Unfortunately, standard home insurance isn’t always enough coverage, especially if you have any particularly expensive items. Your insurance policy may even limit the amount of coverage for collectibles, jewelry, and artwork. If this is the case, you can often add extra coverage for a higher premium. You may also be required to get flood insurance, depending on where you live.

It is up to you to evaluate the value of your home and items while also taking into consideration other risk factors. All of these things will help you decide what kind of coverage you need.

Determine Your Home Insurance Coverage Amount

Once you have a better idea of what you need to cover, you’ll know how much coverage you need.
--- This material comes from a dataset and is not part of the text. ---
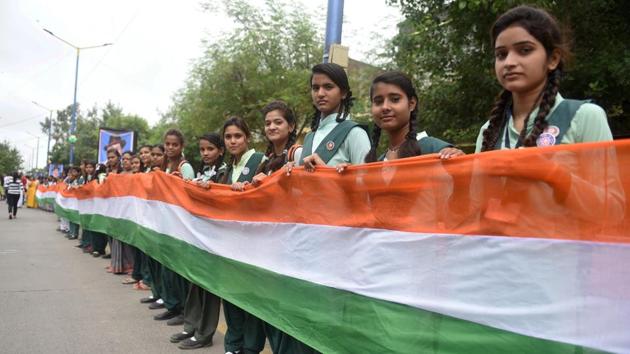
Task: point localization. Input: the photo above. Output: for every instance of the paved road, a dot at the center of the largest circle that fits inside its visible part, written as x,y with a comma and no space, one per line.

We recommend that you start by calculating the replacement cost of your home and any other structures on your property. From there, you need to take an inventory of all of the items in your home and appraise their value. You’ll want to keep an ongoing inventory in case you ever need to file a claim.
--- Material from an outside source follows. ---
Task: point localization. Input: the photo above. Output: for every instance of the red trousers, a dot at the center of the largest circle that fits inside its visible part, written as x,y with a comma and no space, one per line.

If this all seems a bit too daunting, you can always enlist the help of a licensed insurance agent. He or she can walk you through the process and ensure that your inventory is detailed down to the salad fork or gym sock.

We recommend that you pay attention to the wording of your policy. Though your premium is lower for plans that cover the actual value of your items at the time of the disaster, you could end up paying a lot out of pocket to replace things. A replacement value policy ensures that you have all of the coverage you need to pay for a new item.

Select a House Insurance Company

Now that you know the exact specifications of your policy, you’ll be able to narrow down your search for a home insurance company. You should start by finding a list of companies that offer the coverage you need in your area. From there, we recommend that you take a look at the benefits that set each insurer apart from the others. Some examples of what to look for include:

  • Good Discounts
  • Good Financial Strength Ratings
  • High Reviews
  • 24/7 Assistance
  • Exceptional Customer Service
  • Simple Claims Process
  • Other Insurance Products for Bundles

As you can see, it comes down to more than premium rates and deductibles. We recommend that you speak with family, friends, and even professionals to learn more about their personal experiences with insurance companies. An insurance provider who goes above and beyond in your time of need offers more value than simply choosing the lowest price.

Start Shopping by Requesting a Home Insurance Quote

With your shortlist of home insurance companies and policies, you can begin to request quotes. We suggest that you get a home insurance quote from each provider and compare it to all of the benefits they offer. Don’t forget to take the whole picture into account! The best home insurance company should protect the investment you made in your home.